At home, we never spoke about what the communists did to us
Petr Kubánek was born on November 9, 1943 in London to Czechoslovak parents. He has younger brother Jiří, who was born in London as well, and sisters René and Jana, who were later born in Czechoslovakia. The family lives in the Vinohrady neighbourhood in Prague. Their father comes from Prague and their mother from Kyškovice near Roudnice nad Labem. The parents met in France where Petr’s mother worked at first as an au pair and later as a clerk at the Czechoslovak consulate in Marseille. Petr’s father, who held a doctoral degree in law, was one of the cofounders of the Czechoslovak Regiment of Army Volunteers in France and later he served in the 310th Fighter Squadron in Great Britain. After his return to Czechoslovakia he lost his job at the ministry and for the rest of his life he then worked as a fitter at construction sites. Petr Kubánek attended K. V. Rais Elementary School in Prague-Vinohrady, then a grammar school and he graduated from the production department at FAMU (The Film and TV School of the Academy of Performing Arts in Prague). He was employed in ČST (Czechoslovak Television) for his entire life, at first in the department of current affairs where he worked together with many famous personalities of journalism, but when the communists later disbanded the department after 1968, he moved to the music production department. In the 1960s he suffered an injury while doing his military service and practicing a human pyramid during a rehearsal for the Spartakiade mass gymnastics event.
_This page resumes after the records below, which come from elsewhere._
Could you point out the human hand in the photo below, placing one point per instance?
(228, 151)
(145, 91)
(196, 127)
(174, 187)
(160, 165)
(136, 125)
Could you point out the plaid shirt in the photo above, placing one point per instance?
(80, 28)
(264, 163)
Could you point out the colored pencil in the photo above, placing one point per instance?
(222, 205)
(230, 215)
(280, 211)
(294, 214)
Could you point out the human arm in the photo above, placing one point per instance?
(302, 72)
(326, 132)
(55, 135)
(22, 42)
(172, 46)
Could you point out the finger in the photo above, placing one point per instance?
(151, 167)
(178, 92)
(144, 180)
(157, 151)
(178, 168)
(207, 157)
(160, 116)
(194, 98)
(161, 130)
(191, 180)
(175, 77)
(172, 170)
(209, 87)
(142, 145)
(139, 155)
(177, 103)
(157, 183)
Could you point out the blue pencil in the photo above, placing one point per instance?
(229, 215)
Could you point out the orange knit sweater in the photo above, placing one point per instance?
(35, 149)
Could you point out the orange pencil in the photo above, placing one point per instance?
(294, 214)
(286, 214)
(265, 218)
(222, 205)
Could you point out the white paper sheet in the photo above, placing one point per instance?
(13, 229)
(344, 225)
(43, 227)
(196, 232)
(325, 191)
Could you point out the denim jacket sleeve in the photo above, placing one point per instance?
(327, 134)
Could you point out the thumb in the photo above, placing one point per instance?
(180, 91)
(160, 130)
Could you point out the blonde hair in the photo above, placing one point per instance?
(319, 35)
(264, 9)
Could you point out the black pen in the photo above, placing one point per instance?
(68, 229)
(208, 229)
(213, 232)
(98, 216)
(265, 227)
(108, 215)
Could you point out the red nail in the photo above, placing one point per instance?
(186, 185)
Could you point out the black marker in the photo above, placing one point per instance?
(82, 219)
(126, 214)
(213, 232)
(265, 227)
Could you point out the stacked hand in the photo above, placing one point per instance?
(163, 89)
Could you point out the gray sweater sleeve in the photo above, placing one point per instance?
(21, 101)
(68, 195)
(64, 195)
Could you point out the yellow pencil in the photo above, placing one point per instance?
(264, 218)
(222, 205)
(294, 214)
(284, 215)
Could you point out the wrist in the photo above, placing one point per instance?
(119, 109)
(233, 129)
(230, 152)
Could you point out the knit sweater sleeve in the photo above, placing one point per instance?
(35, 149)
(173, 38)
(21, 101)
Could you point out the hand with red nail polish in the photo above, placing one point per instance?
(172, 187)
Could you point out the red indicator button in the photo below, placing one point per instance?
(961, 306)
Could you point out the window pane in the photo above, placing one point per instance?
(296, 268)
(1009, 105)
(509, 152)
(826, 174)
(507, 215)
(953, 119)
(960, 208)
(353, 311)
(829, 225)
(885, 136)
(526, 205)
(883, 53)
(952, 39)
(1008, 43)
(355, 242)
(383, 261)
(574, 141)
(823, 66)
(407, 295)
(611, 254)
The accident left his arm permanently immobile from the elbow down. Although he cooperated with foreign journalists in 1968 at the time of the Prague Spring and he met Winston Churchill Jr. and other personalities, he never decided for emigration due to his injured arm. His mother’s family faced strong persecution. Later, when he retired, Petr worked on translating films. He is fluent in French and English. With his wife they have three sons and he still lives in Vinohrady.